11 Jan 2019 By Claire Toureille

CMI warns businesses are ill-prepared to close ethnicity pay gap, while experts say learning opportunities alone are not enough

The majority of managers in the UK are ill-prepared to tackle diversity in the workplace or close the ethnicity pay gap, a new survey has found.

The poll of 940 managers found almost two thirds (61 per cent) had either never received diversity and inclusion (D&I) training or had not had any such training in the last 12 months.

Experts that spoke to People Management said training alone would not be enough to close the ethnicity pay gap.

But the Chartered Management Institute (CMI) research also found junior managers were far less likely to confront discrimination in the workplace than their more experienced peers.
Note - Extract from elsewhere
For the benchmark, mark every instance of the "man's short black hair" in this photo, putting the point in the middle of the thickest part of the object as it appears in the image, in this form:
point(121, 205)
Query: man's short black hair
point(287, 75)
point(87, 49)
Nearly a quarter (73 per cent) of directors felt comfortable addressing discriminatory language, compared to just 52 per cent of junior managers.



The release of the survey coincided with the publication of an ethnicity pay report from the Department for Business, Energy and Industrial Strategy (BEIS) that found workers from ethnic minorities were likely to earn less per hour than white workers.

The BEIS report also found black workers were more likely to be overqualified than white workers, but that white employees were more likely to be promoted than all other ethnic  groups.

The government is widely expected to introduce mandatory ethnicity pay reporting, similar to gender pay reporting, launching a consultation on on how this might be implemented last year. However, the CMI raised concerns businesses would not be in a position to start closing the ethnicity pay gap.

Ann Francke, CEO of the CMI, stressed that managers play a pivotal role in making workplaces more diverse and inclusive. “If we are to build the pipeline of BAME talent then we need to enable line managers so they champion, not block, change,” she said.

“The fact that around one in four managers have never received training on how to manage diversity and inclusion is shocking.”

Nancy Roberts, CEO and founder of Umbrella, a diversity consultancy, told People Management these issues hit junior managers particularly hard because they are often not in a position to discuss discriminatory behaviour in the workplace or feel they have a lot to lose by doing so.

“As you are building your career, you are also weighing the possibilities of damaging your progress,” she said. 

According to Roberts, companies need to implement zero-tolerance policies, backed by HR, in order to ensure more junior members of staff can feel confident enough to address these issues.

Roberts added diversity training alone could not impact current pay gap issues, and said sponsorship and mentoring offered better opportunities for under-represented groups. “There is still an old boys' club in operation at the top of British business, therefore white managers tend to benefit from informal mentoring and sponsorship via their social networks,” she said.

“Diversity and inclusion training can be useful in helping managers run a diverse team, but pay issues speak to corporate culture, and these questions are about organisational rather than individual bias.”

The CMI survey found only 36 per cent of white managers thought mentoring and sponsoring was important to a great extent when dealing with inclusivity and D&I, compared to 54 per cent of BAME managers.

Rob Wall, head of policy at the CMI, said sponsorship and mentoring were a crucial part of fighting the pay gap, and added D&I should be part of an organisation's performance management system. “Financial rewards and consequences should be linked to behaviours and to the delivery of targets,” he said

Claire Williams, director of inclusion and diversity at Inclusive Employers, told People Management most managers needed support in order to promote D&I. “We all know people who instinctively ‘get’ inclusion and diversity – who are able to respond to people as individuals and flex their style accordingly.”

As well as mandatory unconscious bias training, Williams suggested organisations consider training on workplace discrimination, implement fair appraisal processes and monitor which employees receive high-level work and development opportunities.

“The business case is clear that inclusive cultures and diverse workforces enhance an organisation’s performance,” she added.